Jehovah's Witness

Jehovah’s Witness

What is the origin of Jehovah's Witness? Are they a religion or a cult? What books and publications do they use? What do the they believe? What’s the difference between them and Christianity?

Charles Taze Russell

Let’s start with the foundation of the Jehovah’s Witnesses. Charles Taze Russell (1852-1916) started his own Bible class when he was eighteen in Pittsburgh, Pennsylvania. He did not agree with an eternal hell, the deity of Christ, or the Holy Spirit. In 1879, be began co-publishing The Herald of the Morning magazine with its founder, N. H. Barbour. In 1884, Russell controlled the publication and renamed it to The Watchtower Announcing Jehovah’s Kingdom. The same year he also founded Zion’s Watch Tower Tract Society (now know as the Watch Tower Bible and Tract Society). Russell claimed that he alone understand the Bible and only his interpretations were correct. Today, the Watchtower Society claims only they can interrupt the Bible, and individuals cannot:

“the Bible is an organizational book and belongs to the Christian congregation as an organization, not to individuals, regardless of how sincerely they may believe that they can interpret the Bible […] the Bible cannot be properly understood without Jehovah’s visible organization in mind” – The Watchtower, October 1, 1997, p.587

This claim clearly puts the Jehovah’s Witnesses in the cult category. Not only do they require people to join as members, they claim that their organization is the sole source for “truth.” The publications of the Watch Tower Bible and Tract Society include The Watchtower, a magazine issued every two weeks, Awake!, a monthly magazine, and many books including New Heavens and a New Earth, Make Sure of All Things, Reasoning from the Scriptures, Aid to Bible Understanding, The New World, The Truth Shall Make You Free, The Truth that Leads to Eternal Life, School and Jehovah’s Witnesses, and Let God Be True. They also use their own translation of the Bible; the New World Translation of the Holy Scriptures (1961, revised 1984). One of the main changes in this translation is that it translates the Greek word Kyrios, as “Jehovah” instead of “Lord” 237 times out of the 748 times it is used in the New Testament. Here are some verses from their translation:

James 1:5 – So, if any one of YOU is lacking wisdom, let him keep on asking God, for he gives generously to all and without reproaching; and it will be given him. (NWT)

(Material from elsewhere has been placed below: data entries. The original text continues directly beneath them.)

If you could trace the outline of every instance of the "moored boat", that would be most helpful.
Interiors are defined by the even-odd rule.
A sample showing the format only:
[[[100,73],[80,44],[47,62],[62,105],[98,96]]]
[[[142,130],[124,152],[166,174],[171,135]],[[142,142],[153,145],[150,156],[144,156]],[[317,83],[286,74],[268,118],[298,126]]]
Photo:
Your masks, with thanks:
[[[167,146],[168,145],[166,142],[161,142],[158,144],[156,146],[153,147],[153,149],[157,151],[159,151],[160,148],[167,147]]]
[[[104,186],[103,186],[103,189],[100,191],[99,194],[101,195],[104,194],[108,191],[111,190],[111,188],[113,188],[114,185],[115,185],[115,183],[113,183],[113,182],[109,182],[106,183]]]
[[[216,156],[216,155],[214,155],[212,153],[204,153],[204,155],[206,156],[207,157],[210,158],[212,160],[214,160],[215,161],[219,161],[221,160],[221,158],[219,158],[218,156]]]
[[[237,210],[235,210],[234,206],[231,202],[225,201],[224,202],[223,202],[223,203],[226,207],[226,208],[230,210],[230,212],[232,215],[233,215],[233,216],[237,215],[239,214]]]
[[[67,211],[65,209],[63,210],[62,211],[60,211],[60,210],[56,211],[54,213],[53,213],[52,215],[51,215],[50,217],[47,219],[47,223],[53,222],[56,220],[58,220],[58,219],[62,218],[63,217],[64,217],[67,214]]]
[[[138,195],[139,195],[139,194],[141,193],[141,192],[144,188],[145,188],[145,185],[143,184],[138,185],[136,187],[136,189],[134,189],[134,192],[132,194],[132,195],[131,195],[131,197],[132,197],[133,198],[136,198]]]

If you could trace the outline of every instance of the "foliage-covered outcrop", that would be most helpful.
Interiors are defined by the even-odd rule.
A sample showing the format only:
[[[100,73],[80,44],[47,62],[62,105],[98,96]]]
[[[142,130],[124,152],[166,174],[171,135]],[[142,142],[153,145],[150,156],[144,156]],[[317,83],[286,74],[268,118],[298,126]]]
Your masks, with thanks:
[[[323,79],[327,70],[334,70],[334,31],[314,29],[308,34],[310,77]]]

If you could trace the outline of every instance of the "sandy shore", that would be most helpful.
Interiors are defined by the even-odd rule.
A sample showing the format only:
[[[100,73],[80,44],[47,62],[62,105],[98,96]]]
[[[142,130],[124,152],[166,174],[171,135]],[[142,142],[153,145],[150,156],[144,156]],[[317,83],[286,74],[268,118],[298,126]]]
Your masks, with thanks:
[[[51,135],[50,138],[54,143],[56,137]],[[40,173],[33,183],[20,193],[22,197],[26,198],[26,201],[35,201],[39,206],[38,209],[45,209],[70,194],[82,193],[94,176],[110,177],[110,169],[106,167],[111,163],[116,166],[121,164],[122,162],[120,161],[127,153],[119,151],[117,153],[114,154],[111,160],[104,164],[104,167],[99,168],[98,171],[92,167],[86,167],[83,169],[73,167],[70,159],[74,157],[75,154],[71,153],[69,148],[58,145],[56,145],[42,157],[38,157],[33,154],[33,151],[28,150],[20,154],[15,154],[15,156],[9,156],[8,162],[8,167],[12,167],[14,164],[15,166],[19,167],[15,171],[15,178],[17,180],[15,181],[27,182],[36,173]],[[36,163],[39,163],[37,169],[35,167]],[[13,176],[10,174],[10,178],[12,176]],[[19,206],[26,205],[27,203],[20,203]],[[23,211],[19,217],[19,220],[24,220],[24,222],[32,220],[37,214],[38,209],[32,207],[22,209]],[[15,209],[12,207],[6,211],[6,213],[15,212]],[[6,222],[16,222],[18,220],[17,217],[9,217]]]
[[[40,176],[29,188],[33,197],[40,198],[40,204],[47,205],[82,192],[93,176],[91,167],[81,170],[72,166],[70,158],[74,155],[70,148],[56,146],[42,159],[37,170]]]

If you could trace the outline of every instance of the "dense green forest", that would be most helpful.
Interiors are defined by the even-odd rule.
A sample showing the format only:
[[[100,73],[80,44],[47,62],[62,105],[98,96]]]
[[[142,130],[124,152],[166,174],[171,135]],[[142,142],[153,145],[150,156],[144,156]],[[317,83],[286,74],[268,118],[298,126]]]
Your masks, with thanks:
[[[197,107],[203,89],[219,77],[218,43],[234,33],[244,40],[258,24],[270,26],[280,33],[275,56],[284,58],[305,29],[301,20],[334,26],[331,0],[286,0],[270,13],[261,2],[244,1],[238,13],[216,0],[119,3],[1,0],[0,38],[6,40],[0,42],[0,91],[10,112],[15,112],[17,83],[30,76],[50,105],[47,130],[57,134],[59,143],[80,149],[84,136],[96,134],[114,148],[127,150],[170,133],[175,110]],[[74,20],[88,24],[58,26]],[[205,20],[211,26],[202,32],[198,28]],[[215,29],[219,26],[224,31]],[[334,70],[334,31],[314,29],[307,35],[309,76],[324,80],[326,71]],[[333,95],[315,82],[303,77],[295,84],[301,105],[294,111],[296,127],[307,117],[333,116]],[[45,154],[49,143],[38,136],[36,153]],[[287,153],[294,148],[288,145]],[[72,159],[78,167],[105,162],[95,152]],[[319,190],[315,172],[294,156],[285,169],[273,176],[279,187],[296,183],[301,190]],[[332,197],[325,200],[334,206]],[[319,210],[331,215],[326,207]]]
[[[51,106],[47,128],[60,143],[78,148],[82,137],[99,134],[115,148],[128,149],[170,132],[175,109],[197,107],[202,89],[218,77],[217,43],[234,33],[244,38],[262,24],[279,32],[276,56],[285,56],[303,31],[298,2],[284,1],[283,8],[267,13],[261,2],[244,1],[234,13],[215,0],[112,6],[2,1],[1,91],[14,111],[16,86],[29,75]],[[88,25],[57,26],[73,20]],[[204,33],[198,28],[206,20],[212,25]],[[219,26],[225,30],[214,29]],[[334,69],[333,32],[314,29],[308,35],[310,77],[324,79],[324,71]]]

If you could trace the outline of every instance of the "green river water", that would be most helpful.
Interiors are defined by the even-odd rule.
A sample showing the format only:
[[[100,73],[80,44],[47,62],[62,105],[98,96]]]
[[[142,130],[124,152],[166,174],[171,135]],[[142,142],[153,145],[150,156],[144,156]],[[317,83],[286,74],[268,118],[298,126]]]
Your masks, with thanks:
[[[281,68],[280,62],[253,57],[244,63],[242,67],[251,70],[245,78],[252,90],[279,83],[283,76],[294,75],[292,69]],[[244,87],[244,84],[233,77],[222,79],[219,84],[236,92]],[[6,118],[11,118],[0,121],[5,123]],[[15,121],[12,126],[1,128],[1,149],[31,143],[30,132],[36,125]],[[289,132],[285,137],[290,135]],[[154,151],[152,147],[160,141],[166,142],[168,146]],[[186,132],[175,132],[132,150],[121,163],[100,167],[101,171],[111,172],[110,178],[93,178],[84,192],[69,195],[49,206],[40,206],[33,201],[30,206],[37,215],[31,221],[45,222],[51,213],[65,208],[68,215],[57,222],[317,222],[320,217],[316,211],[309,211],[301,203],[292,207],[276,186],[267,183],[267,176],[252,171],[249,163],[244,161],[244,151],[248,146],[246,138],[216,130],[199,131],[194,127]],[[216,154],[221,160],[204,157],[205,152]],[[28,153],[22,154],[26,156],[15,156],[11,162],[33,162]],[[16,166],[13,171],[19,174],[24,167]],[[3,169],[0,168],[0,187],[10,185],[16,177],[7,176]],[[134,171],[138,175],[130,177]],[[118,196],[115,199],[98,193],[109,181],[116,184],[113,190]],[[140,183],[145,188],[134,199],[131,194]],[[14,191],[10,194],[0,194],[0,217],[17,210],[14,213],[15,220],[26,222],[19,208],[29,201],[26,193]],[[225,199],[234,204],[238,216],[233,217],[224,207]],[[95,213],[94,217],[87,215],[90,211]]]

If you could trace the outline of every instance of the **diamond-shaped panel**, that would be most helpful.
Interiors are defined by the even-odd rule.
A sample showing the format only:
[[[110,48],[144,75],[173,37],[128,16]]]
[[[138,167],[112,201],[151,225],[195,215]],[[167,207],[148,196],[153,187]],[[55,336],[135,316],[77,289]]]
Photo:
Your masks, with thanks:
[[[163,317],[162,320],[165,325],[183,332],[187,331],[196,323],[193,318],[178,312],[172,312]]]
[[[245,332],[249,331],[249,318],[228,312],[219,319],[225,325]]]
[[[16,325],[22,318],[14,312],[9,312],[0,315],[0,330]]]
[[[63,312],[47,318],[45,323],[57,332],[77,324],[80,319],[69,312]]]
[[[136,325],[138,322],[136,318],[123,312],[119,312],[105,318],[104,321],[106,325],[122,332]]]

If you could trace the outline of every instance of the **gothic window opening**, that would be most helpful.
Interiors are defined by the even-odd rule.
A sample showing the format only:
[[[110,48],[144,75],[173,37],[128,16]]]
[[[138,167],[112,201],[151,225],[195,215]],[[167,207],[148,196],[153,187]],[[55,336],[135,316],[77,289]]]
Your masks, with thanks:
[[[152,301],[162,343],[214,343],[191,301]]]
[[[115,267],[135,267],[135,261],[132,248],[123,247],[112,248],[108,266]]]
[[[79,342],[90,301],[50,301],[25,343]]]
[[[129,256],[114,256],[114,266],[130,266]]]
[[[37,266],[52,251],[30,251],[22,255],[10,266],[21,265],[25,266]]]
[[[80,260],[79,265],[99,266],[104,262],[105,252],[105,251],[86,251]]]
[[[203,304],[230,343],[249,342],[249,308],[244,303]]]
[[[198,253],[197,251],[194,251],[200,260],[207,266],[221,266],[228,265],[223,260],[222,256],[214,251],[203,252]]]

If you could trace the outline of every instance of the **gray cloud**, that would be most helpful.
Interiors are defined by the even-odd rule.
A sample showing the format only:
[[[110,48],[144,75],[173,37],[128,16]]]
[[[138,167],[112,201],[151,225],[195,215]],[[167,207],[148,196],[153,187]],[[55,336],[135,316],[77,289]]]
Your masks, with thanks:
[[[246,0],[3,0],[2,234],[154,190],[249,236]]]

James 3:17 – But the wisdom from above is first of all chaste, then peaceable, reasonable, ready to obey, full of mercy and good fruits, not making partial distinctions, not hypocritical. (NWT)

The Jehovah’s Witnesses are being hypocrites by contradicting their own beliefs. In their magazine, they say no one can interpret the Bible, regardless of how sincere they are. However, James says that anyone can obtain wisdom from God directly, and that this wisdom will be pure, impartial, and non-hypocritical.